Marseille (Reuters)-vague promises and lack of action by G7 countries pointed out the differences between Europe and the United States and the lack of space for maneuver before the worst loss of confidence since the credit crisis.
After weeks of turmoil in the markets, the Finance Ministers and Central Bank Presidents from the Group of seven industrialized countries promised a coordinated response on Friday the global downturn, but offered no specific steps and differed in emphasis on the debt crisis.
Although the United States called on the biggest European economies to support "unambiguous" peripheral States struggling to overcome a debt crisis that is crippling the recovery of the world, euro zone Germany Treasurer said the priority cutting deficits.
"There's no sense of direction, wholly designed taking into account that there is no agreement on the path to fiscal policy between the United States and Europe, and there is agreement on the path of monetary policy," said Gilles Moec, senior economist with Deutsche Bank in London.
"In some ways, is a statement which is a list of restrictions that policy-makers are facing," he said of a host country of the final declaration the French pushed to other G7 members reluctant to produce at the end of the talks that invaded for almost two hours.

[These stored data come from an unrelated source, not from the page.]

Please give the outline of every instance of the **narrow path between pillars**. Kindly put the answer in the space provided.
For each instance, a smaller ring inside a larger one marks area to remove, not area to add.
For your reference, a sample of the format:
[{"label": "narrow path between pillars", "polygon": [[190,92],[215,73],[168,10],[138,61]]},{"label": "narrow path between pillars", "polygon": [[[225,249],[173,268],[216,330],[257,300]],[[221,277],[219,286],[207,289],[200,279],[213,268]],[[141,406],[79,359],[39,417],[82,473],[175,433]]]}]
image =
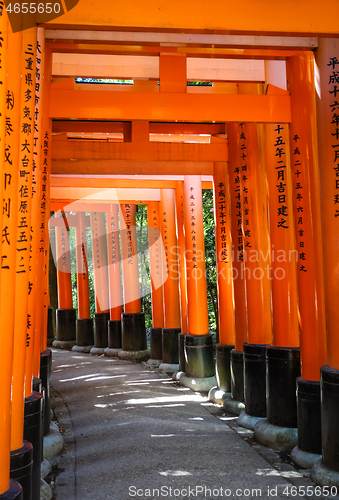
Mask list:
[{"label": "narrow path between pillars", "polygon": [[66,443],[57,500],[302,498],[292,485],[312,484],[272,467],[206,395],[146,365],[54,349],[52,388]]}]

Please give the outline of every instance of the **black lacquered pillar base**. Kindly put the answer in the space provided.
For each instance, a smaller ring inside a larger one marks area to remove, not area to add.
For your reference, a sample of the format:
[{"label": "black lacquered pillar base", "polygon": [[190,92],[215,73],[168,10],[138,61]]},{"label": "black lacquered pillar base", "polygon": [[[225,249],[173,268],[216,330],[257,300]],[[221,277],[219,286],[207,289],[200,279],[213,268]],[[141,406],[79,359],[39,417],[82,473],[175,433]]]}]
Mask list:
[{"label": "black lacquered pillar base", "polygon": [[192,378],[215,376],[212,335],[185,335],[185,375]]},{"label": "black lacquered pillar base", "polygon": [[8,490],[0,493],[0,500],[24,500],[22,493],[22,486],[11,479]]},{"label": "black lacquered pillar base", "polygon": [[76,309],[56,310],[56,340],[53,347],[72,349],[76,339]]},{"label": "black lacquered pillar base", "polygon": [[121,349],[121,320],[108,321],[108,347],[110,349]]},{"label": "black lacquered pillar base", "polygon": [[32,499],[40,499],[42,462],[42,395],[34,392],[25,398],[24,439],[33,445]]},{"label": "black lacquered pillar base", "polygon": [[217,386],[223,392],[231,392],[231,351],[234,345],[216,345],[215,374]]},{"label": "black lacquered pillar base", "polygon": [[235,401],[244,402],[244,353],[231,351],[231,394]]},{"label": "black lacquered pillar base", "polygon": [[162,359],[162,328],[151,328],[151,359]]},{"label": "black lacquered pillar base", "polygon": [[121,344],[124,351],[144,351],[147,349],[144,313],[122,313]]},{"label": "black lacquered pillar base", "polygon": [[109,312],[94,313],[94,346],[100,349],[108,347],[108,321]]},{"label": "black lacquered pillar base", "polygon": [[76,345],[79,347],[94,345],[94,327],[92,318],[77,318]]},{"label": "black lacquered pillar base", "polygon": [[179,333],[178,343],[179,343],[179,370],[185,372],[186,368],[186,358],[185,358],[185,333]]},{"label": "black lacquered pillar base", "polygon": [[266,345],[244,343],[245,412],[266,417]]},{"label": "black lacquered pillar base", "polygon": [[[33,446],[24,441],[18,450],[11,451],[11,479],[17,481],[23,490],[23,500],[34,500],[32,497]],[[1,498],[1,495],[0,495]]]},{"label": "black lacquered pillar base", "polygon": [[339,472],[339,371],[323,366],[320,372],[322,461]]},{"label": "black lacquered pillar base", "polygon": [[44,392],[43,409],[43,435],[47,436],[51,426],[51,376],[52,376],[52,351],[46,349],[40,356],[40,378]]},{"label": "black lacquered pillar base", "polygon": [[169,365],[179,363],[180,328],[162,329],[162,362]]},{"label": "black lacquered pillar base", "polygon": [[297,378],[297,415],[298,448],[321,455],[320,382]]},{"label": "black lacquered pillar base", "polygon": [[52,342],[55,339],[53,316],[54,309],[53,307],[49,307],[47,313],[47,345],[52,345]]},{"label": "black lacquered pillar base", "polygon": [[266,348],[267,422],[296,428],[296,379],[300,377],[299,348]]}]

Despite initially saying that there was no need for a statement, France changed his tune to send a signal to drive markets after Wall Street fell nearly 3 percent on Friday.

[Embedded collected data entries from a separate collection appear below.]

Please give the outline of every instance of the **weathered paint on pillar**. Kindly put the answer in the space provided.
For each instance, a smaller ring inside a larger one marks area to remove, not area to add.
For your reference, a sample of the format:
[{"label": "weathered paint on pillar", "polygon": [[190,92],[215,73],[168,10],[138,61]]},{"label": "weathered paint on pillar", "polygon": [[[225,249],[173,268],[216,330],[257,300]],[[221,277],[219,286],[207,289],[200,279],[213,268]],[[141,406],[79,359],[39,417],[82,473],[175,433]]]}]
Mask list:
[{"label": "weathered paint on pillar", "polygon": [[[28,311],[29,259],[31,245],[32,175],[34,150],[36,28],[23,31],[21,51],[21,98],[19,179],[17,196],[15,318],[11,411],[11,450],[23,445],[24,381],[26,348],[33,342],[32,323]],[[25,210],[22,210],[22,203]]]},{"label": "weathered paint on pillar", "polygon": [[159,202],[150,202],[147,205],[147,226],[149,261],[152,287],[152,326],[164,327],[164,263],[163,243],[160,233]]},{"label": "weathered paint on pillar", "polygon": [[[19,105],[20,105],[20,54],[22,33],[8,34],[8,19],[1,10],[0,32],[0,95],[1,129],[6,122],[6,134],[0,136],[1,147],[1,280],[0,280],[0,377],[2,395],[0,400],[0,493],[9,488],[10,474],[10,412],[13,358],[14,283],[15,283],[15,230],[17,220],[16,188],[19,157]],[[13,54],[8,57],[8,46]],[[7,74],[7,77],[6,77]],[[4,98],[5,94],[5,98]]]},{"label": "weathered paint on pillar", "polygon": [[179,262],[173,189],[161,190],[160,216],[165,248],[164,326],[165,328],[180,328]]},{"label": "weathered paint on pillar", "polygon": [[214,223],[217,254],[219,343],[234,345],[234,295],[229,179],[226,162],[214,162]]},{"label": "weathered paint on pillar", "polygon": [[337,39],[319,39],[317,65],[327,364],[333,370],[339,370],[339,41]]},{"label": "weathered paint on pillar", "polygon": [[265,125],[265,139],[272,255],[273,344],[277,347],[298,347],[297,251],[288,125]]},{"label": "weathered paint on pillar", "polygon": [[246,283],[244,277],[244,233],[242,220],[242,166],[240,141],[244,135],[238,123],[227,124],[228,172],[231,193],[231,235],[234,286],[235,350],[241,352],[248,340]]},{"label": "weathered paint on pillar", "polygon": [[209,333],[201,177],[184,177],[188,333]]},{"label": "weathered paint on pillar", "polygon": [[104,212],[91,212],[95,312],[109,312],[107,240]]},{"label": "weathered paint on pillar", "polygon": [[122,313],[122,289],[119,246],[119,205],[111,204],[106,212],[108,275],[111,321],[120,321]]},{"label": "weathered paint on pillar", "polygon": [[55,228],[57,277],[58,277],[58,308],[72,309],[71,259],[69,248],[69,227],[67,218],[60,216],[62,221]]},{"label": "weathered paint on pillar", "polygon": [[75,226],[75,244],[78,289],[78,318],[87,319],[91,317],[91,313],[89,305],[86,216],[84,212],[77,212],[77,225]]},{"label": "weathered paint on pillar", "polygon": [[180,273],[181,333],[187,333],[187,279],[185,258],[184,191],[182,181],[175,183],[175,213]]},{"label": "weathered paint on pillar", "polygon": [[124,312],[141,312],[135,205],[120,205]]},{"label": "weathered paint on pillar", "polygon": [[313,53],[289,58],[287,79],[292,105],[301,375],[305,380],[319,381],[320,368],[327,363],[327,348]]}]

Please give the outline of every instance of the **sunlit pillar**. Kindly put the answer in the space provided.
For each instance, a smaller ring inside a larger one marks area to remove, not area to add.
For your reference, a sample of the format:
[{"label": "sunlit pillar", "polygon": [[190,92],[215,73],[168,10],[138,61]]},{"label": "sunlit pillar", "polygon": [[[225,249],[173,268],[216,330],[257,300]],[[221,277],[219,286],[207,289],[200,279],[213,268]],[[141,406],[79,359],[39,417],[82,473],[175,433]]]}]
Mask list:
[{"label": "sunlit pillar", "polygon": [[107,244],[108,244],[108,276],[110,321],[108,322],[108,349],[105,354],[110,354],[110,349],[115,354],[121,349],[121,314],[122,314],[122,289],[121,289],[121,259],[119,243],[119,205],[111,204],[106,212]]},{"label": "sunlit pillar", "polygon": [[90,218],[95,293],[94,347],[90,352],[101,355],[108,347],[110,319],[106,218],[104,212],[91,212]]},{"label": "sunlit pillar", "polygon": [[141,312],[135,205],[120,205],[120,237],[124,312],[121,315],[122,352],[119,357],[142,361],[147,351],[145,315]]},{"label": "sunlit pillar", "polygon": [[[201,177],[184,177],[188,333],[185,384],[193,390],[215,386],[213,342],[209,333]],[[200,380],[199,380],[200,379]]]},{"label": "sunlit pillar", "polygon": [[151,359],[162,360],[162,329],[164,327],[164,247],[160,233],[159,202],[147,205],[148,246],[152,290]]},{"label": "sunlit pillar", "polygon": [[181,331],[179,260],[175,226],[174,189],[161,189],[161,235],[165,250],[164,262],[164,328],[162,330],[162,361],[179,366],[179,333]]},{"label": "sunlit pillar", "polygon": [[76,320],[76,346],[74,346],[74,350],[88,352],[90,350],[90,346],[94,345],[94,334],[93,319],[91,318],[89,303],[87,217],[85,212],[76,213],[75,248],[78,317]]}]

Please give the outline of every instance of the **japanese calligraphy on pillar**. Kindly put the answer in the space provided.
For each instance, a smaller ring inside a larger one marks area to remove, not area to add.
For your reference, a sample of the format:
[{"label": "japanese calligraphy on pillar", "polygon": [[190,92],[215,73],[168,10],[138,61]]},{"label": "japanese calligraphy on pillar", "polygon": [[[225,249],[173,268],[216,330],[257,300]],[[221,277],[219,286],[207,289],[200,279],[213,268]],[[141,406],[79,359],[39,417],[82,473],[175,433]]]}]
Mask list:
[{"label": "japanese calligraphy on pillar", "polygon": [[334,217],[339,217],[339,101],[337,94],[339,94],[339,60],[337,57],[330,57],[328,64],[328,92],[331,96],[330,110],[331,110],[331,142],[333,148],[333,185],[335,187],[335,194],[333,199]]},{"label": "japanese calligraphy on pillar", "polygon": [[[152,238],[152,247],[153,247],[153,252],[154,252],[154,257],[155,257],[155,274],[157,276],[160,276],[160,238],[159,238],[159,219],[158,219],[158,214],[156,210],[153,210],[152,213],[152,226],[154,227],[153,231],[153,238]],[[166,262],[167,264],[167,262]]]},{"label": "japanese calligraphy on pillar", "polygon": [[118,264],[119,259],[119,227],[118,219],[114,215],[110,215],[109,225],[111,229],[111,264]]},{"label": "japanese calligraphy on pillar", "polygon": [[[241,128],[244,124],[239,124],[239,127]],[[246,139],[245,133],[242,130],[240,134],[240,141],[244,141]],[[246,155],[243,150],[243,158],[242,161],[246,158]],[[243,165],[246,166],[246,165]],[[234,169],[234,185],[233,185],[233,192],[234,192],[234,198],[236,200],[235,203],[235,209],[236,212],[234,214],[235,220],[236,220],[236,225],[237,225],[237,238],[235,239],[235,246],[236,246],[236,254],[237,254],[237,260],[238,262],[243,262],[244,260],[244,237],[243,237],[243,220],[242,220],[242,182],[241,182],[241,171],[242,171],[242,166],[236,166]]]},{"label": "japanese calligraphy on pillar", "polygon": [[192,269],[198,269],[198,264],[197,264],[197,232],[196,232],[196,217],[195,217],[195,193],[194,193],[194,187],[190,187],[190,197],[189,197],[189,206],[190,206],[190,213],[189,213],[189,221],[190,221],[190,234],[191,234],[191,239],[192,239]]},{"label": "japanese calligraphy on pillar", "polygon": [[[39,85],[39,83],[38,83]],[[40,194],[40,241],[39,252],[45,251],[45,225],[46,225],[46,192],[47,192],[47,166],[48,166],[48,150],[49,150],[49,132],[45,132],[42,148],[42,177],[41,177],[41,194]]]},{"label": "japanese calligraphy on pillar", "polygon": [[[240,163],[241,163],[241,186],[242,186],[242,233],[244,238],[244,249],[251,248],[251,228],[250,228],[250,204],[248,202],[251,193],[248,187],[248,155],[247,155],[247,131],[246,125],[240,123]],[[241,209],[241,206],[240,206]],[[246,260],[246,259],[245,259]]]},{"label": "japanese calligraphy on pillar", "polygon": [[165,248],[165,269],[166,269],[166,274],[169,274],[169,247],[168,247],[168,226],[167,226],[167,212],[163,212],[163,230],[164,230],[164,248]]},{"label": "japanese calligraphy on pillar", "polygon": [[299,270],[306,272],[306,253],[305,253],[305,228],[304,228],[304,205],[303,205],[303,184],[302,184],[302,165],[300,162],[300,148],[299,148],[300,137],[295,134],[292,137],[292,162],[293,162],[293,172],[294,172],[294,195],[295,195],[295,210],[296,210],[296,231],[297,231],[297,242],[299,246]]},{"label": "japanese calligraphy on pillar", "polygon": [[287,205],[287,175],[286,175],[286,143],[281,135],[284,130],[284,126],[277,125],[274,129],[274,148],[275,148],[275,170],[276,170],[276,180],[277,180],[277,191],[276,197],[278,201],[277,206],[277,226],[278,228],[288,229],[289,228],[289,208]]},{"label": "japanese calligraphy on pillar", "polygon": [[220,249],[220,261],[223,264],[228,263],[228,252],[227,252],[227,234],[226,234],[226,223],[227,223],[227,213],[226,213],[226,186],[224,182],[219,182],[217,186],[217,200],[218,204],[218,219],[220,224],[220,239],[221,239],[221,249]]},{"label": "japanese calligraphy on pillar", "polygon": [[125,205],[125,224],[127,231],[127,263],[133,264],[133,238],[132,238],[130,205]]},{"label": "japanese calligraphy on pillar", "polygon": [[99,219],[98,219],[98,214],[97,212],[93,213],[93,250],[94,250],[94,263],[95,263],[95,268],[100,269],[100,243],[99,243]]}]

"The announcement was at the insistence of the French, but in practice it is meaningless. Still cannot agree on the problems, so how can we agree on an analysis, "said a delegate of the G7.
Markets were roiled by the already beaten Friday resignation of high-ranking German on European Central Bank in protest against the database connection purchase program, laying bare divisions within the sphere of European policymaking as well as the G7 global differences illustrated.

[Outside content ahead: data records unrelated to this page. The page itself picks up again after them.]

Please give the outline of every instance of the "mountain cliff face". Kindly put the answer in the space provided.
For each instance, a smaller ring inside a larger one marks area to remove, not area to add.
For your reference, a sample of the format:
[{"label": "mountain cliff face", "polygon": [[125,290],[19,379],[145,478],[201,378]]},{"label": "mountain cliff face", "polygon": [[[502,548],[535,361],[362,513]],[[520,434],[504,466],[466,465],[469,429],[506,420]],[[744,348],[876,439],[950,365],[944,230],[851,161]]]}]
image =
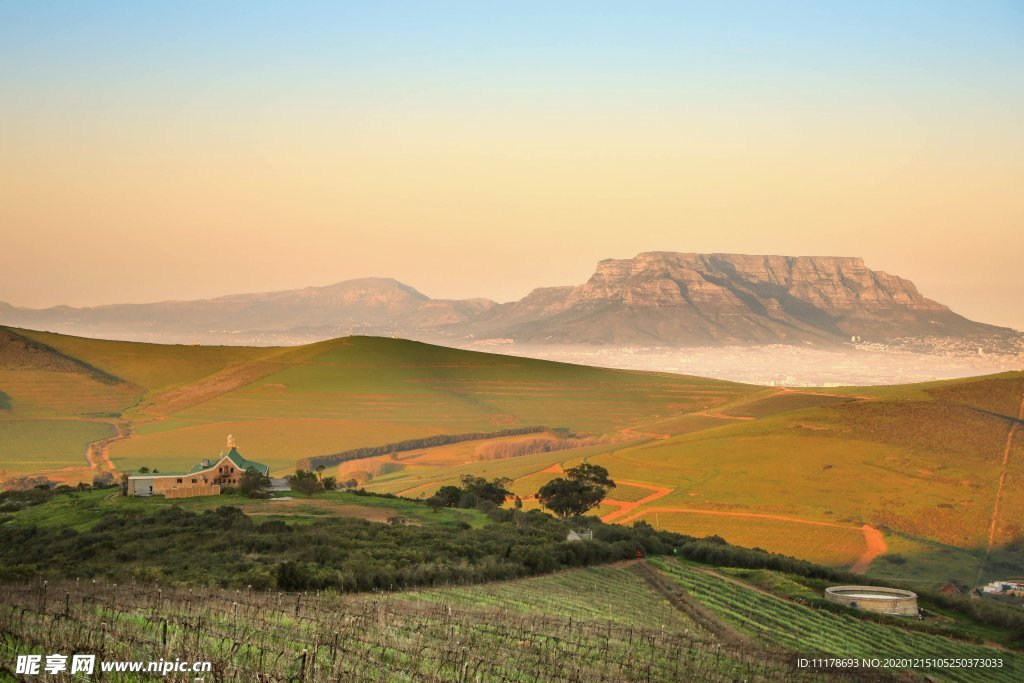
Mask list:
[{"label": "mountain cliff face", "polygon": [[0,304],[0,323],[164,342],[298,343],[354,332],[464,343],[691,346],[819,344],[853,336],[1013,336],[925,298],[860,258],[649,252],[608,259],[578,286],[523,299],[431,299],[397,280],[45,310]]},{"label": "mountain cliff face", "polygon": [[[536,290],[477,323],[533,343],[743,344],[998,334],[860,258],[651,252],[578,287]],[[1005,332],[1005,330],[1002,330]]]}]

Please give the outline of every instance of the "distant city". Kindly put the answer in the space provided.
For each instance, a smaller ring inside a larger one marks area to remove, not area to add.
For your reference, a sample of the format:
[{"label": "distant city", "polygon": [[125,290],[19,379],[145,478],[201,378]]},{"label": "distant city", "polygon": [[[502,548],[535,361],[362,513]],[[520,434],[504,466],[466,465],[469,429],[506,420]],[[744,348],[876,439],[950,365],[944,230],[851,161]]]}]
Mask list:
[{"label": "distant city", "polygon": [[763,386],[828,387],[927,382],[1024,369],[1024,342],[997,347],[950,338],[851,343],[826,350],[785,344],[698,348],[524,346],[465,348],[625,370],[672,372]]}]

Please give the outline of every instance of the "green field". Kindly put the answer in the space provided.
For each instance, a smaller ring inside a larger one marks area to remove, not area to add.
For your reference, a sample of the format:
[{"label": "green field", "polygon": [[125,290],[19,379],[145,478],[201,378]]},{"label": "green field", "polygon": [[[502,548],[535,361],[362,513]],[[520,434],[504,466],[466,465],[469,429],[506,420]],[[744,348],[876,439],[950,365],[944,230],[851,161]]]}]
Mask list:
[{"label": "green field", "polygon": [[74,496],[58,496],[45,505],[21,510],[16,516],[6,519],[0,516],[0,523],[8,521],[21,526],[35,525],[86,531],[95,527],[103,515],[110,513],[144,514],[171,507],[189,512],[206,512],[224,505],[237,506],[245,514],[260,521],[280,519],[289,524],[316,524],[333,517],[385,522],[394,516],[407,517],[421,524],[442,526],[465,524],[479,528],[488,523],[486,515],[477,510],[433,511],[413,501],[359,496],[342,491],[327,491],[317,494],[316,497],[288,493],[270,500],[255,500],[237,493],[173,500],[166,500],[162,496],[142,499],[111,495],[112,493],[111,490],[103,489]]},{"label": "green field", "polygon": [[[122,471],[188,469],[215,456],[231,433],[276,474],[352,448],[543,425],[601,443],[499,460],[478,455],[487,441],[403,453],[386,466],[368,461],[367,488],[426,497],[469,474],[509,478],[528,497],[558,468],[587,460],[640,485],[610,493],[621,514],[612,503],[594,512],[619,521],[716,534],[832,566],[852,566],[855,530],[869,525],[888,545],[879,555],[898,556],[876,560],[869,574],[970,584],[979,571],[1024,573],[1024,433],[1004,463],[1021,373],[780,391],[371,337],[251,349],[7,334],[46,345],[35,365],[0,355],[7,477],[88,480],[85,447],[115,421],[129,434],[109,449]],[[26,421],[43,418],[52,422]],[[345,463],[338,474],[353,471],[364,468]]]},{"label": "green field", "polygon": [[[713,568],[656,560],[668,597],[644,562],[592,567],[478,586],[339,595],[266,594],[105,582],[0,586],[0,666],[14,653],[95,651],[107,660],[156,660],[167,650],[212,661],[239,678],[309,682],[472,680],[709,683],[877,680],[795,665],[799,656],[982,658],[999,668],[912,664],[897,680],[1015,681],[1024,654],[954,635],[966,628],[843,608],[812,609],[786,575],[774,595]],[[812,598],[813,599],[813,598]],[[692,608],[681,603],[703,605]],[[57,618],[59,616],[59,618]],[[201,625],[201,626],[200,626]],[[734,629],[734,631],[733,631]],[[749,636],[751,640],[744,640]],[[913,672],[913,673],[912,673]],[[144,680],[128,678],[125,680]]]},{"label": "green field", "polygon": [[[0,419],[130,422],[133,435],[110,447],[126,471],[187,469],[216,455],[228,433],[285,471],[300,458],[434,434],[535,425],[614,433],[753,391],[371,337],[245,348],[5,334],[37,348],[0,364],[9,405]],[[86,443],[74,444],[74,457]]]},{"label": "green field", "polygon": [[777,413],[787,413],[791,410],[847,403],[852,400],[855,399],[845,396],[826,396],[799,392],[778,393],[733,405],[723,410],[722,414],[734,417],[758,418]]},{"label": "green field", "polygon": [[[630,515],[622,521],[632,519]],[[864,533],[855,527],[686,512],[649,511],[635,519],[680,534],[720,536],[733,545],[762,548],[824,565],[851,566],[867,549]]]},{"label": "green field", "polygon": [[[895,667],[948,681],[1016,681],[1024,654],[911,630],[900,617],[866,618],[847,609],[809,607],[794,600],[744,588],[715,572],[676,562],[658,566],[723,621],[761,642],[804,653],[865,658],[998,659],[1000,668],[935,669]],[[901,624],[901,621],[904,622]],[[913,624],[911,624],[913,626]]]},{"label": "green field", "polygon": [[106,422],[0,420],[0,480],[62,468],[84,471],[85,444],[115,433]]},{"label": "green field", "polygon": [[[626,569],[351,597],[209,589],[196,600],[106,584],[49,593],[0,588],[3,666],[13,668],[14,651],[92,651],[86,638],[99,632],[106,659],[155,660],[166,641],[176,656],[244,680],[822,680],[780,652],[724,648]],[[53,619],[65,595],[66,614]]]}]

NO TALK OF COORDINATED STIMULUS
Final "terms of reference," less binding than a formal communique, G7 acknowledged tensions in the markets and clear signs of a slowdown in global growth.
"We are committed to a strong international response to these challenges," he said, but provided no further specifications in addition to urging fiscal adjustments conducive to growth.
The statement voiced support for the plan of work of $ $447 billion of United States President Barack Obama and decision of 21 July in Europe to strengthen the powers of the EFSF rescue facility in the eurozone, but papered over cracks in the political differences.
Speculation had swirled in some neighborhoods that Presidents of G7 central banks may signal a coordinated monetary stimulus involving quantitative easing, but a second representative of G7 said that possibility has not yet been discussed.
"It is not realistic for the market and expect us to put hundreds of billions on the table, each time we meet," he said.
Geithner said at Friday's meeting that he was confident that the US Government would reach at least a substantial part of the package jobs Obama's Congress despite Republican Resistance, another delegate said.
But US officials said that most of the meeting was devoted to Europe's debt crisis and the health of their banks.
Seeking to calm fears about the financing bank, the ECB President, Jean-Claude Trichet said European banks meeting made about $ 5 trillion in guarantee eligible for access to funds of the central bank.
While Japan said it had received G7 blessing of unilateral action in foreign exchange, delegates said that the problem had not really even been discussed in depth at the meeting, and the statement simply had used the wording from previous statements.